Machine learning models are straightforward in how they work. From your tagged data, they learn that from a particular input (text), you expect a specific output (tag). If your training data has tagging mistakes, the classifier will also learn from those mistakes. These errors confuse your classifier and cause your model to make similar mistakes when making predictions on new data.
This is why reviewing your training data to find these tagging mistakes is a great way to improve your classifier.
How to Find Mistakes in the Training Data?

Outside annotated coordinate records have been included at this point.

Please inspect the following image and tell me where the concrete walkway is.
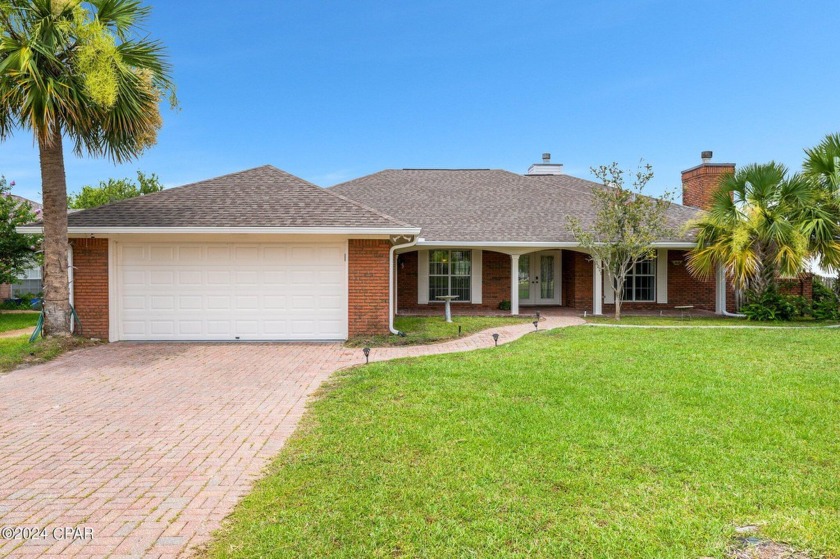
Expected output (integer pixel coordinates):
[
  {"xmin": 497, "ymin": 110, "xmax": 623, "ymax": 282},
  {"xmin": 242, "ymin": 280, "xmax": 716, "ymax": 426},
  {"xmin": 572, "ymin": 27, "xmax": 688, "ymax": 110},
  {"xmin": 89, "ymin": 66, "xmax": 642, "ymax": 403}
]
[{"xmin": 0, "ymin": 315, "xmax": 583, "ymax": 558}]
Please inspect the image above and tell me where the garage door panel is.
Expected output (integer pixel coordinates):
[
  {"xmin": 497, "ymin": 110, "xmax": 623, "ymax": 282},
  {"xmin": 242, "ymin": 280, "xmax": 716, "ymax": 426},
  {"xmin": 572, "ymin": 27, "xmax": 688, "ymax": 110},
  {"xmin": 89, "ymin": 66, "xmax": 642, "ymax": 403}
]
[{"xmin": 118, "ymin": 243, "xmax": 347, "ymax": 340}]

A straightforward way to find tagging mistakes is to review the false positives and false negatives for a particular tag. For finding these samples, within the Build > Stats tab, go to the tag you wish to improve and then either click on False Positives or False Negatives:
In the example above, False Positives are those samples that the classifier prediction tagged with the selected category (the Videos tag in the above example) in the evaluation process, but it wasn’t manually classified with that tag (Videos) by the human tagger. False Negatives are the opposite; these samples were originally tagged with the selected category (e.g. Videos), but the classifier prediction didn’t label this example with this tag.
When clicking on False Positives or False Negatives, MonkeyLearn will show you the samples with these mismatches between the ‘human tag’ and the predicted tag. Following the example above, these are the False Positives samples for the Videos tag:
In the first sample, the human tagger categorized this sample as News Feed, but the prediction also included the tag Videos. In this example, the prediction is actually correct: the human tagger made a mistake while training this classifier and missed tagging this example with the Videos category.
To fix a mistake, you should select the sample, then click on the Actions button and select Tag selected data:
This will take you to the tagging UI, where you should add the correct tags for your sample. In this example, we should add the Videos tag. Once you make the fix, click on Confirm button to make the change:
Mistakes can also be found in the False Negatives samples, so make sure to review your false negatives too.